We now know the process that happen under the hood in processing from file to data queryable via GraphQL.

A short intro to GraphQL in Gatsby

Learning GraphQL is beyond the scope of this article and worthy of a full recommended course. So I'll keep it short and to the bare minimum to get going.

Revisiting `gatsby.node.js`

In the previous section we learned that there is a new MarkdownRemark type added to GraphQL. We can see this when we revisit the query we skipped earlier in gatsby.node.js:

exports.createPages = ({ actions, graphql }) => {
  return graphql(`
    {
      allMarkdownRemark(limit: 1000) {
        edges {
          node {
            id
            frontmatter {
              title
              body
            }
          }
        }
      }
    }
  `).then(result => {
    // create pages
  })
}

We can now understand that allMarkdownRemark will return an array of markdown page data. It will do so in this datastructure:

const data = {
  allMarkdownRemark: {
    edges: [{
      node: {
        id: '123',
        frontmatter: {
          title: 'My awesome blog about Gatsby + Netlify CMS',
          body: 'Lorem ipsum'
        }
      }
    }]
  }
};

Querying at the page level

If you'd want to query a single page, you'd query by the id field.
The id field is added to the page context (scroll up to createPage) and used in the query defined in the template.

// src/templates/page.js

export const query = graphql`
  query PageByID($id: String!) {
    markdownRemark(id: { eq: $id }) {
      html
      frontmatter {
        date(formatString: "MMMM DD, YYYY")
        title
      }
    }
  }
`

const Page = (props) => {
  return (
    <div>
      { props.data.markdownRemark.frontmatter.title }
      <br />{ props.data.markdownRemark.frontmatter.date }
      <div dangerouslySetInnerHTML={{ __html: props.data.markdownRemark.html }} />
    </div>
  )
};

export default Page

A couple things stand out in this snippet:

There is an exported const called query. This constant will be picked up by Gatsby, the query will be executed and passed as props.data to the component.
We see the $id parameter being injected into the query. As stated before, any parameter is being looked up via the page context. The page context is set during page creation in gatsby-node.js
Rather than using allMarkdownRemark which returns an array we use markdownRemark as Query type here. This makes sure a single object is returned

That's it, you know all you need to know to go play around with pages and queries! Try to create some new content, content types or fiddle around with queries such as sorting by date.
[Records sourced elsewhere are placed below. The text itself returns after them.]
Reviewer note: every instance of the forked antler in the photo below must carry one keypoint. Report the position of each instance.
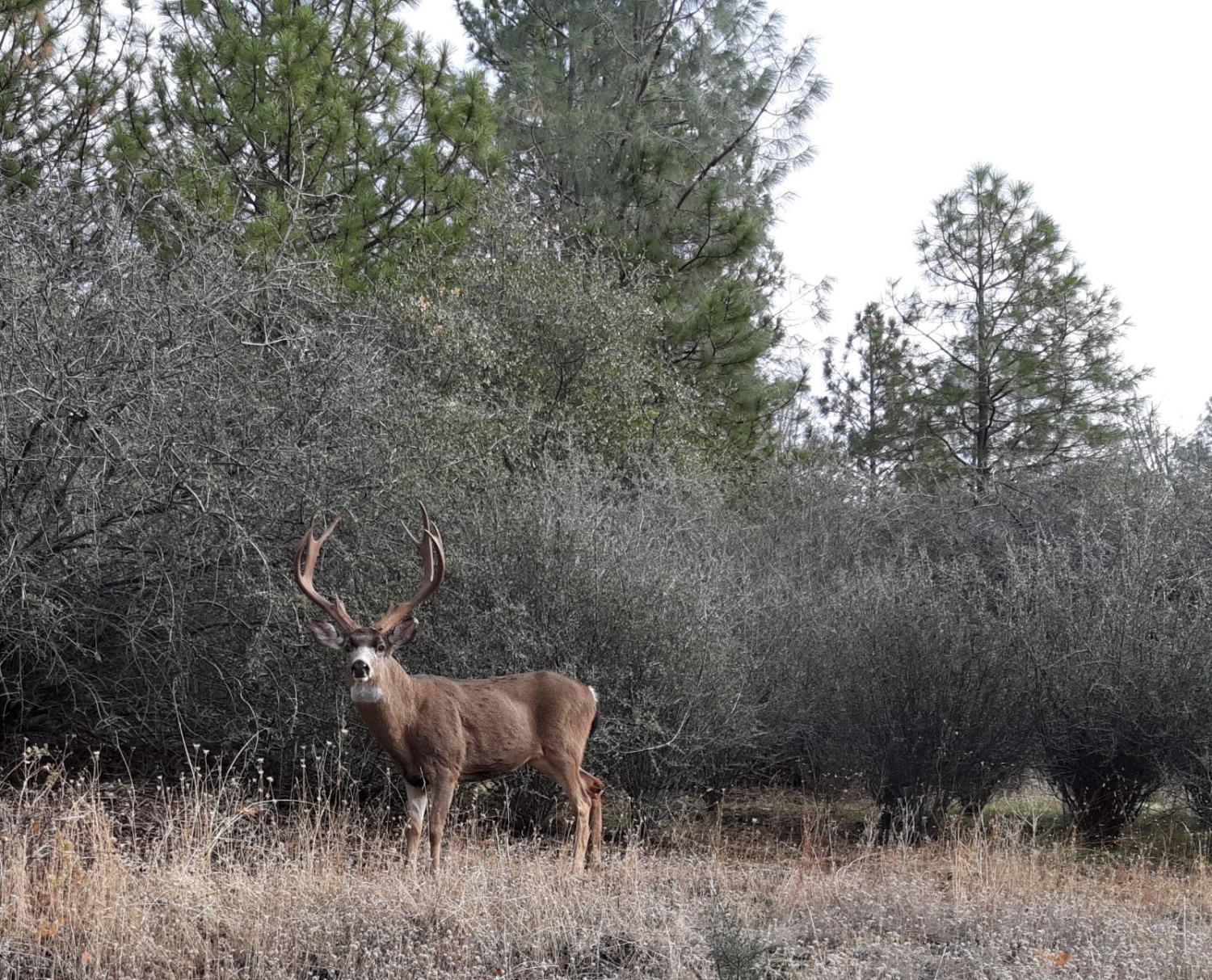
(433, 565)
(305, 568)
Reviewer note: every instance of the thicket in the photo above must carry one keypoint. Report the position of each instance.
(186, 381)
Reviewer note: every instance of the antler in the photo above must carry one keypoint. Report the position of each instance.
(433, 563)
(305, 568)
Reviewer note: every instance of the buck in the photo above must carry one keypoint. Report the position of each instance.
(440, 730)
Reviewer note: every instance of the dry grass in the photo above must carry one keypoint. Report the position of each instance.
(213, 880)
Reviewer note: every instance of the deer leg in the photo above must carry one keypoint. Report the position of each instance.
(593, 788)
(444, 791)
(417, 802)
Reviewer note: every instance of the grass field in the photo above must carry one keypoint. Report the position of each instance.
(208, 881)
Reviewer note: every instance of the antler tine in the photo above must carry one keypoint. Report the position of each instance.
(305, 570)
(433, 570)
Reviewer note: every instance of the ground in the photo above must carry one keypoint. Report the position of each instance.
(206, 882)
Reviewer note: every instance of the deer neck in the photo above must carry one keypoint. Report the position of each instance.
(387, 705)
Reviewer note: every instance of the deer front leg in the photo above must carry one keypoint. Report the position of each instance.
(443, 793)
(417, 802)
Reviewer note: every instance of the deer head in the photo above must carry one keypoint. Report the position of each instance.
(366, 646)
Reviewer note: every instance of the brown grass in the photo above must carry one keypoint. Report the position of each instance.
(213, 878)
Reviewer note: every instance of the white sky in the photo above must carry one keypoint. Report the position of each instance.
(1096, 104)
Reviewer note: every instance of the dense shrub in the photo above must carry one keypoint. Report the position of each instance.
(1113, 620)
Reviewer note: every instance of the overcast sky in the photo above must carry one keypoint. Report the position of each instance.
(1098, 109)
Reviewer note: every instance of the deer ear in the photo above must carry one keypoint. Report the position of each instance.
(405, 633)
(329, 635)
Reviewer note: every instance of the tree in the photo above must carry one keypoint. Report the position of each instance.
(1025, 373)
(65, 67)
(666, 126)
(322, 125)
(870, 395)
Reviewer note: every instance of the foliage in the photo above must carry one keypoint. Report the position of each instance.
(1025, 375)
(668, 128)
(925, 698)
(320, 126)
(65, 67)
(1113, 619)
(870, 397)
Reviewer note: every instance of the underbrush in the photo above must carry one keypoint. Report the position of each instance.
(218, 875)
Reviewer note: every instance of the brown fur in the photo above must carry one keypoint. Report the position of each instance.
(440, 730)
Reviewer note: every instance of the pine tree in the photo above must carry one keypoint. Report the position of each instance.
(666, 126)
(322, 125)
(65, 69)
(1025, 372)
(870, 397)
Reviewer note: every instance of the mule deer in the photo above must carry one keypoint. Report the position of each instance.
(440, 730)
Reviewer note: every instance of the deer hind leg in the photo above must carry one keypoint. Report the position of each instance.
(417, 802)
(593, 788)
(567, 773)
(443, 793)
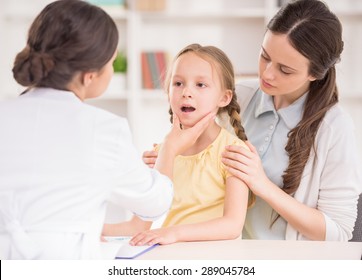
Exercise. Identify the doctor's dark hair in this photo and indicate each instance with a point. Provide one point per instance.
(224, 68)
(66, 38)
(315, 32)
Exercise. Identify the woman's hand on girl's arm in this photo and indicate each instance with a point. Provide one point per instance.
(177, 141)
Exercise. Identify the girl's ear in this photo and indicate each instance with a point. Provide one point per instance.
(226, 98)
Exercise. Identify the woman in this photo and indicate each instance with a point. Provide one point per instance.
(304, 168)
(60, 159)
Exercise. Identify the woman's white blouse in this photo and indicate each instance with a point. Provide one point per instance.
(60, 162)
(331, 180)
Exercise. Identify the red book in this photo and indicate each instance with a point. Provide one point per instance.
(146, 72)
(161, 66)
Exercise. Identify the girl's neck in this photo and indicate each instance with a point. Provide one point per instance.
(205, 139)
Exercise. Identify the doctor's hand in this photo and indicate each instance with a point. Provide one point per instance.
(150, 157)
(247, 166)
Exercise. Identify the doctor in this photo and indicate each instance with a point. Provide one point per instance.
(60, 159)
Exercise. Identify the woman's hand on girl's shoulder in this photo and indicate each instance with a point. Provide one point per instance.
(149, 158)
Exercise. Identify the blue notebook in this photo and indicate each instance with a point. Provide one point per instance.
(127, 251)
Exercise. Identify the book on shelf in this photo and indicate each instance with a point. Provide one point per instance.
(154, 64)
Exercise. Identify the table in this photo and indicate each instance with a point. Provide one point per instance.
(239, 249)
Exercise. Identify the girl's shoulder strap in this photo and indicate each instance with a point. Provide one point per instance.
(245, 91)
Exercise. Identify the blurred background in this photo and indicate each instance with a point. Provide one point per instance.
(153, 31)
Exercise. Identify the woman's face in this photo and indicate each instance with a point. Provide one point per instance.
(283, 71)
(195, 89)
(102, 79)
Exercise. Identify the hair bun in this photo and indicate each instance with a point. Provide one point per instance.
(31, 67)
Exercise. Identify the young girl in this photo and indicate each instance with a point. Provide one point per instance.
(61, 159)
(208, 203)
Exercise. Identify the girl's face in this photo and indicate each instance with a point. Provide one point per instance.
(283, 71)
(101, 79)
(195, 89)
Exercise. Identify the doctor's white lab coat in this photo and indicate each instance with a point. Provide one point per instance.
(60, 161)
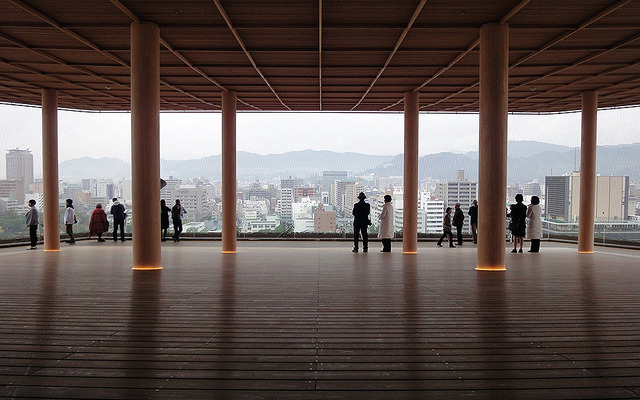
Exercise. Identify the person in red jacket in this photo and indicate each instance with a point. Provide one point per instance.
(99, 223)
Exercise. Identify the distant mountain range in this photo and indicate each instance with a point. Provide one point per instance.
(527, 160)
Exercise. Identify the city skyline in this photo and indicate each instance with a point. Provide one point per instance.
(108, 134)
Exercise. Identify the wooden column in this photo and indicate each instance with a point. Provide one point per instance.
(145, 145)
(51, 217)
(410, 211)
(492, 182)
(229, 100)
(588, 172)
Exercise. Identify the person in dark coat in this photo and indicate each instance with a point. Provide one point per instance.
(98, 224)
(473, 220)
(361, 222)
(177, 212)
(458, 222)
(446, 228)
(117, 210)
(164, 219)
(518, 226)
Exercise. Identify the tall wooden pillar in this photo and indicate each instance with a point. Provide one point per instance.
(492, 182)
(145, 145)
(51, 217)
(410, 198)
(229, 100)
(588, 172)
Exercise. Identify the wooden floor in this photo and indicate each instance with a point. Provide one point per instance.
(311, 320)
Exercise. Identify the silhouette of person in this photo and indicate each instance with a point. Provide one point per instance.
(32, 222)
(386, 224)
(473, 220)
(518, 224)
(361, 222)
(69, 220)
(458, 222)
(177, 212)
(446, 228)
(117, 210)
(164, 219)
(534, 227)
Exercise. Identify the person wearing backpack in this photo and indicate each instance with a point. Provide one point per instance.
(117, 210)
(177, 212)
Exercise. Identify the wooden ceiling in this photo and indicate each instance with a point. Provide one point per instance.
(322, 55)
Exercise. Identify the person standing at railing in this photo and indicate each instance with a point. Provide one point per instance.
(32, 223)
(70, 219)
(361, 222)
(534, 227)
(518, 224)
(177, 212)
(473, 219)
(386, 225)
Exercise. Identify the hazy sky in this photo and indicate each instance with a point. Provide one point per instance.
(196, 135)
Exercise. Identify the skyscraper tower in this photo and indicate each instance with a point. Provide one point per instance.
(20, 167)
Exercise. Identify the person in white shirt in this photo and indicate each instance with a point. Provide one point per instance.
(69, 220)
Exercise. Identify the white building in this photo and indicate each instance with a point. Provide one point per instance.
(285, 203)
(433, 212)
(194, 200)
(460, 191)
(302, 215)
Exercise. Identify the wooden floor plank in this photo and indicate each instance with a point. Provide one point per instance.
(309, 320)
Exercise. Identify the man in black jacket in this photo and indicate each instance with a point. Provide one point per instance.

🧪 Tip: if you are going to play around with the GraphQL be sure to turn on the GraphQL Playground by changing your npm develop script to "develop" : "GATSBY_GRAPHQL_IDE=playground gatsby develop". This allows you to use the more intuitive Prisma GraphQL Playground

This blog is part of a series on how I migrated away from a self-hosted Drupal blog to a modern JAM stack with Gatsby and Netlify CMS.